Many years before the era of analysis, Frindall proved the baroque beauty of stats, filling his scorebooks with dots and marks and tics of all hues. Some of them look as dense and gothic as long equations, pages and pages that only a few could really translate.
One of the great wonders of cricket is that is has the depth of field to contain personalities as diverse as scorers and sloggers. It's the game of Andrew Symonds and John Arlott, Bill Frindall and Ian Botham.
Tonight I dug out Frindall's Scorebook, a record of the 1979-80 season in Australia that, as a kid, I coveted for some months before I cobbled together the £15 price tag. Expensive even now, let alone 1980, but it was worth it. It's an extraordinary document.
Cricket had been divided by Packer and Australia's response was to invite both England and West Indies to tour, playing alternate Test matches against each. Australia lined up as McCosker, Laird, Border, Chappell, Hughes, Hookes, Marsh, Bright, Lillee, Hogg, Thomson. Not bad. England: Gooch, Boycott, Randall, Willey, Brearley, Gower, Taylor, Dilley, Willis, Underwood. Not bad. West Indies: Greenidge, Haynes, Richards, Kallicharran, Rowe, Lloyd, Murray, Roberts, Garner, Holding, Croft. No spinner, then.
Australia lost 2-0 to West Indies and England lost 3-0 to Australia. Australia got 48 hours between the third Test against West Indies (lost by 408 runs) and the third Test against England (won by 8 wickets).
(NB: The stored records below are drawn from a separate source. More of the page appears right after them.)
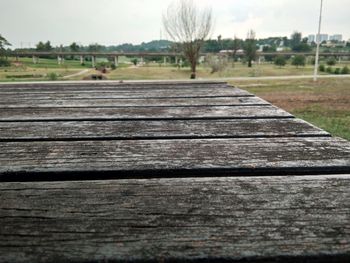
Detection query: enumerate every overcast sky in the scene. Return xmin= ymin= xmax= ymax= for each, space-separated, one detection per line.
xmin=1 ymin=0 xmax=349 ymax=48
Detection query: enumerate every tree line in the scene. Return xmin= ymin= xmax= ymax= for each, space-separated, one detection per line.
xmin=13 ymin=31 xmax=314 ymax=54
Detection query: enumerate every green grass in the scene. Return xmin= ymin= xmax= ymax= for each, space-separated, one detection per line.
xmin=233 ymin=78 xmax=350 ymax=140
xmin=295 ymin=110 xmax=350 ymax=140
xmin=13 ymin=57 xmax=92 ymax=68
xmin=2 ymin=57 xmax=349 ymax=82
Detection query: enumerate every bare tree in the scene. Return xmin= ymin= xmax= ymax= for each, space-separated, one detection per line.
xmin=163 ymin=0 xmax=213 ymax=79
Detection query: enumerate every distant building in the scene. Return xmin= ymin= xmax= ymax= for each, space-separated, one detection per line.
xmin=317 ymin=34 xmax=329 ymax=43
xmin=329 ymin=34 xmax=343 ymax=41
xmin=308 ymin=35 xmax=315 ymax=43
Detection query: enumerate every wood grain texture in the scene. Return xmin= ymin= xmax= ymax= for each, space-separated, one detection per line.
xmin=0 ymin=87 xmax=251 ymax=98
xmin=0 ymin=96 xmax=268 ymax=108
xmin=1 ymin=137 xmax=349 ymax=179
xmin=0 ymin=105 xmax=293 ymax=121
xmin=0 ymin=175 xmax=349 ymax=262
xmin=0 ymin=81 xmax=228 ymax=91
xmin=1 ymin=81 xmax=349 ymax=262
xmin=0 ymin=119 xmax=329 ymax=141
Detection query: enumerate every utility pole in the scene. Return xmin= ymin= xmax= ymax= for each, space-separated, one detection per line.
xmin=313 ymin=0 xmax=324 ymax=82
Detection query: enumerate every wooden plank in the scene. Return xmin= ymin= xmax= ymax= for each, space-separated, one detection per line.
xmin=0 ymin=137 xmax=349 ymax=180
xmin=0 ymin=105 xmax=293 ymax=121
xmin=0 ymin=175 xmax=349 ymax=262
xmin=0 ymin=96 xmax=268 ymax=108
xmin=0 ymin=87 xmax=252 ymax=98
xmin=0 ymin=119 xmax=329 ymax=141
xmin=0 ymin=81 xmax=229 ymax=91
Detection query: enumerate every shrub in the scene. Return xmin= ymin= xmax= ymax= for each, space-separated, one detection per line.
xmin=334 ymin=68 xmax=341 ymax=75
xmin=0 ymin=58 xmax=10 ymax=67
xmin=291 ymin=55 xmax=306 ymax=68
xmin=326 ymin=57 xmax=337 ymax=66
xmin=341 ymin=66 xmax=350 ymax=74
xmin=318 ymin=64 xmax=326 ymax=72
xmin=47 ymin=72 xmax=58 ymax=80
xmin=96 ymin=62 xmax=110 ymax=73
xmin=6 ymin=74 xmax=43 ymax=79
xmin=205 ymin=54 xmax=228 ymax=74
xmin=326 ymin=66 xmax=333 ymax=73
xmin=131 ymin=58 xmax=138 ymax=66
xmin=274 ymin=55 xmax=287 ymax=68
xmin=111 ymin=63 xmax=117 ymax=70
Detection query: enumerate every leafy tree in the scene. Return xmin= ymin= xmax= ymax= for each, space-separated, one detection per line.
xmin=69 ymin=42 xmax=80 ymax=59
xmin=290 ymin=32 xmax=311 ymax=52
xmin=263 ymin=45 xmax=277 ymax=62
xmin=204 ymin=39 xmax=221 ymax=52
xmin=163 ymin=0 xmax=213 ymax=79
xmin=326 ymin=57 xmax=337 ymax=66
xmin=290 ymin=31 xmax=302 ymax=49
xmin=291 ymin=55 xmax=306 ymax=68
xmin=0 ymin=34 xmax=11 ymax=66
xmin=274 ymin=55 xmax=287 ymax=68
xmin=88 ymin=43 xmax=103 ymax=52
xmin=244 ymin=30 xmax=257 ymax=67
xmin=293 ymin=42 xmax=311 ymax=52
xmin=36 ymin=41 xmax=52 ymax=51
xmin=70 ymin=42 xmax=80 ymax=52
xmin=0 ymin=34 xmax=11 ymax=52
xmin=282 ymin=36 xmax=290 ymax=47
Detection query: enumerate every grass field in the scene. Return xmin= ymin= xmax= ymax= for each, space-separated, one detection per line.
xmin=78 ymin=61 xmax=350 ymax=80
xmin=230 ymin=78 xmax=350 ymax=141
xmin=1 ymin=57 xmax=350 ymax=82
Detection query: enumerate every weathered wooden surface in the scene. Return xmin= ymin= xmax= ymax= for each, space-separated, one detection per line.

Frindall described it as 'long, hot, confused and often bizarre summer'. He was not wrong. The first Test against England was the one when Lillee used his aluminum bat and Geoff Boycott carried his bat for 99 through England's second innings, the first time that had happened in Test cricket. 'I hate to imagine what he said to poor Willis,' noted Frindall, wryly.
Looking at the reproductions of Frindall's scorecards in the book brings it all back. Here is the power of his work. Viv Richards' lowest score on the tour was 74. Boycott's 99* occupied 337 minutes and 285 balls. He hit eight of them for four. England were all out at 5.11pm on the final day. To Geoffrey's deep joy, Ian Botham was man of the match. The gate receipts were $138,153. There are stories inside all of those stats. Frindall even notes which batsmen wore helmets. King Viv, needless to say, did not seem to have one in his luggage.
Reading the foreword, this was the sixth such book Frindall had produced. Even so, it requires a six-page explanation of how his scorecards work. Many parts of them remain a mystery, but within those pen strokes are the story of an remarkable summer, trapped forever. That's his legacy.